A la Conférence sur la sécurité de Munich, le président français a tenté de rassurer sur sa main tendue à Vladimir Poutine qui suscite du scepticisme en l’absence de résultats concrets.

Rencontre Macron-Poutine à Paris, à l’occasion de la cérémonie religieuse à la mémoire de l’ancien Président Jacques Chirac, le 30 septembre 2019.
Rencontre Macron-Poutine à Paris, à l’occasion de la cérémonie religieuse à la mémoire de l’ancien Président Jacques Chirac, le 30 septembre 2019. © AFP / Alexei Druzhinin / Sputnik / AFP

Depuis qu’il a lancé, à la fin de l’été dernier, son initiative diplomatique en direction de la Russie, Emmanuel Macron se heurte au mieux à un mur sceptique, au pire violemment hostile. Le Président de la République était ce weekend l’invité d’honneur de la Conférence sur la sécurité de Munich, le rendez-vous annuel du gratin stratégique mondial, et le sujet de la Russie a évidemment été abordé. Emmanuel Macron a expliqué sa stratégie, a intrigué, mais a-t-il convaincu ? Il n’en espérait pas tant.

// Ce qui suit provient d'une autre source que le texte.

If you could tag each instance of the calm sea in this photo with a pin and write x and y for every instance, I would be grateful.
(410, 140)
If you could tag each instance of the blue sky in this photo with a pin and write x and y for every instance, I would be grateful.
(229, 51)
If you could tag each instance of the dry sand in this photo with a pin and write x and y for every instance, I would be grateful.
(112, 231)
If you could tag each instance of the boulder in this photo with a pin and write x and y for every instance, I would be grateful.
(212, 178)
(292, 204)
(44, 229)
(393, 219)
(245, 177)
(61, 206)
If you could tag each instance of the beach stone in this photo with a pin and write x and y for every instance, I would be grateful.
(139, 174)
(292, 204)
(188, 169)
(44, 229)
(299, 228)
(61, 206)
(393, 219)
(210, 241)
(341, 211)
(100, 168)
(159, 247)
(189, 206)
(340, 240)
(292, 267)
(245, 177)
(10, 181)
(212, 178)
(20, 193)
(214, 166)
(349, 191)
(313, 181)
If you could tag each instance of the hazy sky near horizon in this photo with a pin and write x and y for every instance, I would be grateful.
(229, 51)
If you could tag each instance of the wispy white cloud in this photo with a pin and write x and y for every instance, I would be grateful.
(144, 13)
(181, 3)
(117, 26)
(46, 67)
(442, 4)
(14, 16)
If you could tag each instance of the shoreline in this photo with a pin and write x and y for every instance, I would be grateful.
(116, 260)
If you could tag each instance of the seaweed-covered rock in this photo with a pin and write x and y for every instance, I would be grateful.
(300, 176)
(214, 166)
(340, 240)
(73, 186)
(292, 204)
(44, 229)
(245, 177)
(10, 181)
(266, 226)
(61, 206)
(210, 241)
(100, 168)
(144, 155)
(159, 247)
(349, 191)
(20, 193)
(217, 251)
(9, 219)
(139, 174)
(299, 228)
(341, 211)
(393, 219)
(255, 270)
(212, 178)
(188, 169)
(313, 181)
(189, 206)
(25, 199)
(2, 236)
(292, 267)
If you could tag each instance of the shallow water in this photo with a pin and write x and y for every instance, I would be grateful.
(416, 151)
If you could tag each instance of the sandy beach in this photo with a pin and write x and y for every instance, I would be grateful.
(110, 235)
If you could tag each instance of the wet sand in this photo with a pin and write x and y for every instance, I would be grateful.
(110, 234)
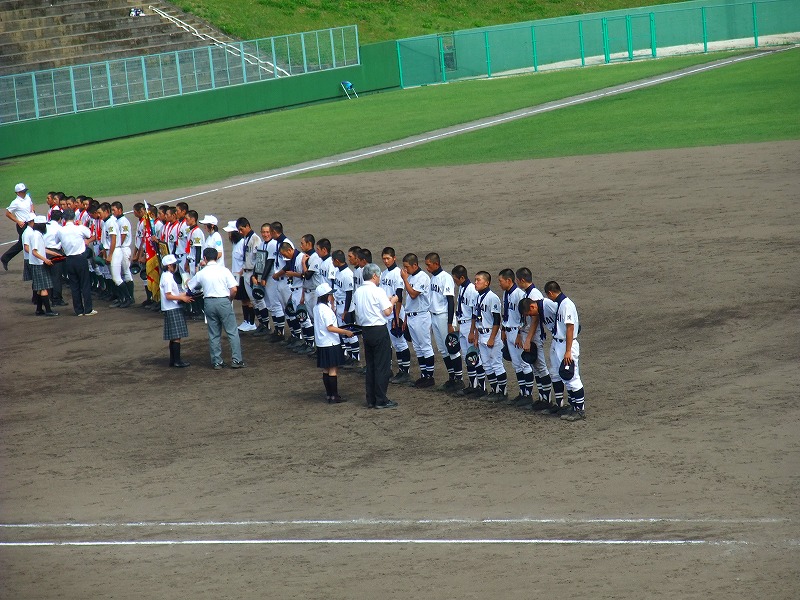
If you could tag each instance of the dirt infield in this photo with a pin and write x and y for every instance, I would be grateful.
(683, 482)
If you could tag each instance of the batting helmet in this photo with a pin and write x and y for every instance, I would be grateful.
(529, 356)
(301, 312)
(566, 371)
(451, 343)
(472, 357)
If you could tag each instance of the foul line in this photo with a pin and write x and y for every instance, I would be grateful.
(397, 522)
(415, 141)
(266, 542)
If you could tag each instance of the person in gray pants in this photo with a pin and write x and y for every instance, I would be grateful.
(219, 288)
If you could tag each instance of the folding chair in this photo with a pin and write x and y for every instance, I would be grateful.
(348, 89)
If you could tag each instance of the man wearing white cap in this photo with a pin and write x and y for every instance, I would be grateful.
(330, 355)
(219, 288)
(213, 239)
(18, 212)
(174, 321)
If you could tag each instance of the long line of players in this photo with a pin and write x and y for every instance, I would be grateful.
(468, 323)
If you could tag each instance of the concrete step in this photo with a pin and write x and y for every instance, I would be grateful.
(36, 9)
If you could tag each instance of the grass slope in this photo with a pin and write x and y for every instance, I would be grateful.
(752, 101)
(380, 20)
(212, 152)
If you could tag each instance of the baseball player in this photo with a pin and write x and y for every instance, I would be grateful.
(485, 327)
(442, 309)
(561, 316)
(293, 270)
(534, 334)
(277, 285)
(343, 288)
(392, 284)
(124, 278)
(260, 276)
(465, 308)
(416, 285)
(311, 265)
(511, 325)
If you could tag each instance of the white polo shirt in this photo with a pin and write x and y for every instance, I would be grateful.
(370, 301)
(215, 280)
(324, 316)
(72, 238)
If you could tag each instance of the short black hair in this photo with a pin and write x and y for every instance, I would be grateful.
(459, 271)
(552, 286)
(507, 274)
(210, 254)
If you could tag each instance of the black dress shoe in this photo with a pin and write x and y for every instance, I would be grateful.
(387, 404)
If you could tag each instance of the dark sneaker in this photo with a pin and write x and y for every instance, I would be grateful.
(387, 404)
(400, 378)
(575, 415)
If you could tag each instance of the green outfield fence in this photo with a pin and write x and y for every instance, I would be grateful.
(593, 39)
(74, 89)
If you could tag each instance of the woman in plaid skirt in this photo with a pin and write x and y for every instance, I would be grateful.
(39, 274)
(174, 320)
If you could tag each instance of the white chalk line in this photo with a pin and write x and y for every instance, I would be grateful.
(468, 128)
(268, 542)
(396, 522)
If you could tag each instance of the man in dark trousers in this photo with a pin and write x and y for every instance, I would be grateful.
(372, 306)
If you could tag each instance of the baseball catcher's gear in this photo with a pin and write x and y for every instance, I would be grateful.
(472, 357)
(301, 312)
(529, 356)
(566, 371)
(451, 343)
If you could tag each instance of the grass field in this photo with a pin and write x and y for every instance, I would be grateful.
(379, 20)
(752, 101)
(212, 152)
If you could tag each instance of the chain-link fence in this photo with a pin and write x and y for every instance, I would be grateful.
(595, 39)
(112, 83)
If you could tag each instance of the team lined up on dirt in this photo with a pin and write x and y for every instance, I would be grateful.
(278, 286)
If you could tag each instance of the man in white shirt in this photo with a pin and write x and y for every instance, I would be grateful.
(372, 306)
(53, 249)
(73, 238)
(18, 211)
(219, 288)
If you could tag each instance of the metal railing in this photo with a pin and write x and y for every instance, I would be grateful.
(67, 90)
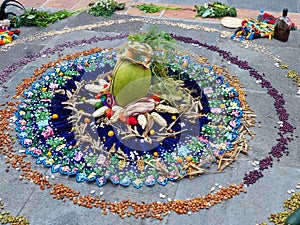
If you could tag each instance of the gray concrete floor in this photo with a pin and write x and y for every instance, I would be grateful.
(262, 199)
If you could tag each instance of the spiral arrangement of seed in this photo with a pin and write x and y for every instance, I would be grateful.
(83, 61)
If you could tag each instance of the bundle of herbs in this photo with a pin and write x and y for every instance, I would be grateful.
(34, 17)
(215, 10)
(105, 7)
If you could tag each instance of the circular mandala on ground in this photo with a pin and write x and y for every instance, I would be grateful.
(71, 121)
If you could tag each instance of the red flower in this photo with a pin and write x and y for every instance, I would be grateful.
(48, 132)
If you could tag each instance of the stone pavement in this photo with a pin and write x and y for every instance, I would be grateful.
(265, 197)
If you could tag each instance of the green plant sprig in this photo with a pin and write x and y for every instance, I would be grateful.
(33, 17)
(105, 7)
(151, 8)
(215, 10)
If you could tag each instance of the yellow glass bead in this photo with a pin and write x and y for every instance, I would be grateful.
(110, 133)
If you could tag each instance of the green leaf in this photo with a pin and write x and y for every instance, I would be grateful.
(30, 17)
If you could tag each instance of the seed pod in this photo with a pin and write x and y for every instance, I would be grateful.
(92, 101)
(117, 111)
(93, 88)
(159, 119)
(142, 120)
(100, 111)
(165, 108)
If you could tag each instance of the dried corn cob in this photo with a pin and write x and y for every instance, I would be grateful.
(165, 108)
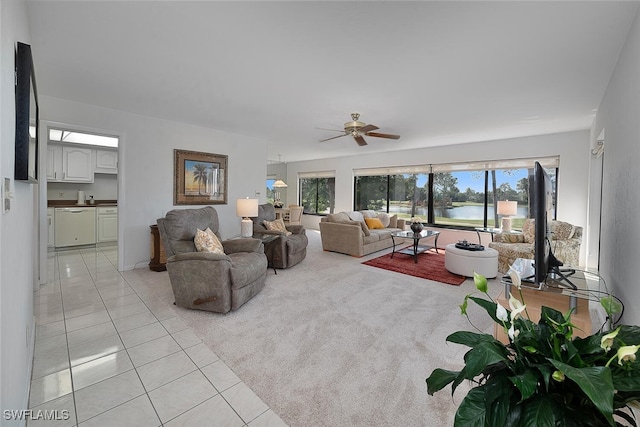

Le « virage » russe d’Emmanuel Macron a surpris ceux qui se souviennent de sa première rencontre avec Vladimir Poutine, à Versailles, peu après son élection, et son évocation de l’ingérence russe dans la campagne. Mais il s’est passé beaucoup de choses depuis, et en particulier ce constat du Président que les sanctions occidentales contre la Russie ne fonctionnent pas, et au contraire la poussent plus encore dans les bras de la Chine.

Pas à pas, il tente donc d’avancer avec une Russie qui reste perçue comme agressive -en Europe orientale ou au Moyen Orient, comme on le voit en ce moment à Idlib, dans le nord de la Syrie- et finalement pas prête à payer le prix d’une détente avec les Occidentaux.

Le Président met en avant les premiers résultats en Ukraine, le sommet de Paris en décembre avec Vladimir Poutine, l’Ukrainien Volodimir Zelensky, et la Chancelière Angela Merkel, qui a permis des échanges de prisonniers. Un nouveau sommet est prévu dans quelques semaines à Berlin.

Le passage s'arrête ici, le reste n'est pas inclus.